Scottish Labour justice spokesperson Daniel Johnson said that highlighting the amounts of drugs seized isn’t enough.
He said: “Scotland has the largest number of overdose deaths per capita in Western Europe, and more than double the number of England and Wales.
“This must be taken seriously. The government should treat the scale of the drug crisis in our communities as a public health emergency.”
Lib Dem justice spokesperson Alex Cole-Hamilton called for “humane proposals” to establish heroin treatment clinics.
He said: “Dramatic cuts to drug and alcohol services have had a lasting impact.
“Existing drug law enforcement strategies are failing as evidenced by the spiralling number of people dying and being hospitalised.
“People who misuse drugs are often among the most vulnerable in our society and ministers need to take more immediate action to reduce harm.
“Humane proposals to establish heroin assisted treatment clinics are a way of reducing harm to the individual and to society.
“We also need a crystal-clear commitment to stop sending people caught in possession of drugs for their own personal use to prison.”
Scottish Conservative shadow justice secretary Liam Kerr said: “Police officers are expected to do more than ever when it comes to ridding our streets of class A drugs.
“They now need to be backed up by the rest of the justice system.

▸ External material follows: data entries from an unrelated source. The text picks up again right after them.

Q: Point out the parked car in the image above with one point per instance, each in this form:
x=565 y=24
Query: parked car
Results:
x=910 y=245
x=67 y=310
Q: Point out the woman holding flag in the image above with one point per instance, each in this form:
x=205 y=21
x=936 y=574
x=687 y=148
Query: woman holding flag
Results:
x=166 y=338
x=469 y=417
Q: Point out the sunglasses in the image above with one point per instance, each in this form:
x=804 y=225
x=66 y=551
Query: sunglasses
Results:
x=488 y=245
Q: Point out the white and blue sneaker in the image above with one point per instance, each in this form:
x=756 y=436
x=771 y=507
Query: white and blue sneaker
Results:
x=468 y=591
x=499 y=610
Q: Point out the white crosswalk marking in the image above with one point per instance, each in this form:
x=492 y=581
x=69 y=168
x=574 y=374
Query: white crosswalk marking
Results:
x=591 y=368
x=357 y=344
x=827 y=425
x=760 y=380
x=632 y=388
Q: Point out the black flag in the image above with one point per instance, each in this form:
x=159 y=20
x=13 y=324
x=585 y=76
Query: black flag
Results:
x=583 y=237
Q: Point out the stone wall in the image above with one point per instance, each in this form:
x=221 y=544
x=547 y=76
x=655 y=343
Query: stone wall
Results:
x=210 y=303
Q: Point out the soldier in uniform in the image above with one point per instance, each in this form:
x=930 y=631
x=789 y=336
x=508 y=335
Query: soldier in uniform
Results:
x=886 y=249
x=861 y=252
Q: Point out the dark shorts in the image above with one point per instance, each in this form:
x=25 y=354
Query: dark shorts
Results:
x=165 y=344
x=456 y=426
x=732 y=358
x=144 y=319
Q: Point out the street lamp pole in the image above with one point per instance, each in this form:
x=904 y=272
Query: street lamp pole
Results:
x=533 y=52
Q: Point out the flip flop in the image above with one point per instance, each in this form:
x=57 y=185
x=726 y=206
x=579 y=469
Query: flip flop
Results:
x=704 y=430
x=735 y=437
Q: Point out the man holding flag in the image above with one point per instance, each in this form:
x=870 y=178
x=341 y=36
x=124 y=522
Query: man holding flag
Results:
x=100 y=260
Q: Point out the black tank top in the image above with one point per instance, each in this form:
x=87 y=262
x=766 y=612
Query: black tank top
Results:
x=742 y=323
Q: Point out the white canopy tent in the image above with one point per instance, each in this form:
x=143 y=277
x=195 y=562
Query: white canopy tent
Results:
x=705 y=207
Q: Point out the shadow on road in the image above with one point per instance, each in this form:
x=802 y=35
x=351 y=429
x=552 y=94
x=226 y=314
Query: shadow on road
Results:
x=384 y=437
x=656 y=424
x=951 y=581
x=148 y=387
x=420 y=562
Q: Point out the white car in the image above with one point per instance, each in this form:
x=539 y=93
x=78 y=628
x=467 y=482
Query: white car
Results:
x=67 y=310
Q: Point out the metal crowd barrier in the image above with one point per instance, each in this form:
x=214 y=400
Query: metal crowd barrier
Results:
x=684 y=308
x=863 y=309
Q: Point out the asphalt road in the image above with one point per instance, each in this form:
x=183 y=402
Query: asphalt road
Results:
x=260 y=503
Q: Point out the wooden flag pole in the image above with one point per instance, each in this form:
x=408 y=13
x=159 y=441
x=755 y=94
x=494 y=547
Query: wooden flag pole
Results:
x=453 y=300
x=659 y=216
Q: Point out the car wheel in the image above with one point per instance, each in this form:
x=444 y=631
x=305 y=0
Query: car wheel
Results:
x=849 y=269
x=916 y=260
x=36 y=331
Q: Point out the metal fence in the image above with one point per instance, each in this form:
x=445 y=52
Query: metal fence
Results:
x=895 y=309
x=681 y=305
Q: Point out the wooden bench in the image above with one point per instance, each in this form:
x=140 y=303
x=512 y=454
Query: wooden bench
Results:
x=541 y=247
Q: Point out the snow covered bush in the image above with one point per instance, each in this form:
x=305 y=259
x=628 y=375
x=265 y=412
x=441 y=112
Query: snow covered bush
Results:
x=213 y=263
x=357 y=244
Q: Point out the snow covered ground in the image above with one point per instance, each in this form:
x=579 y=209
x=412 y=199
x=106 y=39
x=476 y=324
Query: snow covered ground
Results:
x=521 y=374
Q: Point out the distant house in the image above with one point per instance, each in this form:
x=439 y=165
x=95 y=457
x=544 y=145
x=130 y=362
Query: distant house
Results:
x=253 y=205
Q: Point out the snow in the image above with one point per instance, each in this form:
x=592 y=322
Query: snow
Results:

“Instead, we have an SNP government which is far too soft on the issue of hard drugs and refuses to get tough on drug dealers.”
But Cabinet Secretary for Justice Humza Yousaf said he planned to take forward “evidence-led measures” to improve support for drug users.
Commenting on the figures, he said: “Substance use devastates too many families and communities across the country.
“We want to address that and change the provision of treatment and support for those who are most at risk.
“That means taking forward evidence-led measures with a focus on improving how we support those who need support and how we address the wider issues that affect them.
“In the last ten years we have invested over £784 million to tackle problem alcohol and drug use.
“Our new alcohol and drugs strategy will strengthen existing measures to support those vulnerable to drug and alcohol harm, while applying the full force of the law to hit the dealers who cause misery that blights the lives of so many.
“Drug enforcement, including seizures, remains a key part of Police Scotland activity, supported by the Scottish Government’s commitment to protecting the police resource budget in every year of this Parliament – a boost of £100 million by 2021.”